Cloning of two new splice variants of Siglec-10 and mapping of the interaction between Siglec-10 and SHP-1.

Using a three-hybrid strategy in yeast, we have cloned a new splice variant of Siglec-10, called Siglec-10 Sv3. This splice variant lacks part of exon 3, but keeps the reading frame, as well as the crucial regions for interaction with Sias and the motifs for intracellular signaling.

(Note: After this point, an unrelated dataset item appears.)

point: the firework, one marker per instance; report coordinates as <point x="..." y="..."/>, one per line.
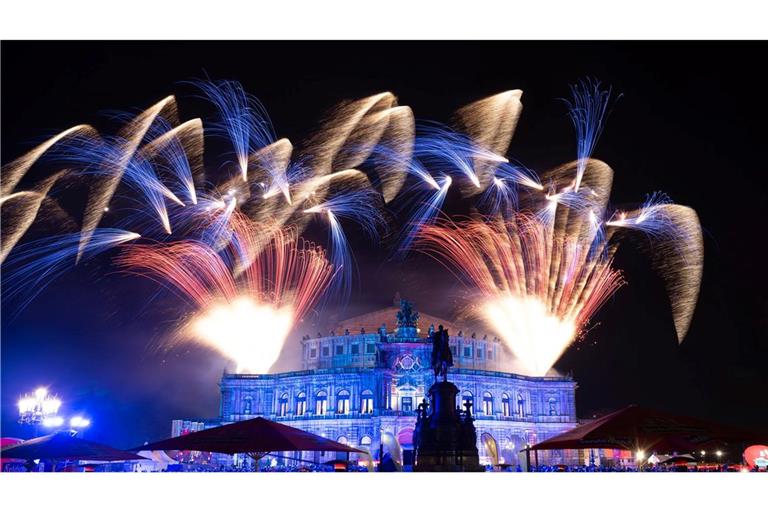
<point x="537" y="274"/>
<point x="538" y="255"/>
<point x="263" y="282"/>
<point x="508" y="265"/>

The expression of Siglec-10 Sv3 in T- and B-cells was detected by RT-PCR. Moreover, cDNA of another new splicing form of Siglec-10, named Siglec-10 Sv4, was identified by RT-PCR. One common characteristic of all Siglec-10 splice forms (except for Siglec-10 Sv2) is their cytoplasmic tail with two ITIMs and one CD150-like sequence. We confirmed the recruitment of SHP-1 to the Siglec-10 cytoplasmic tail by Western blot analysis and demonstrated that this interaction depends on tyrosine phosphorylation. Mutational analyses showed that ITIM Y609 of Siglec-10 and the N-terminal SH2 domain of SHP-1 play a pivotal role in the interaction between Siglec-10 and SHP-1. Finally, we demonstrated that Siglec-10 was not able to bind SAP/SH2d1A, indicating that the so-called CD150-like motif in Siglec-10 might be a docking site for other signal transduction mediators.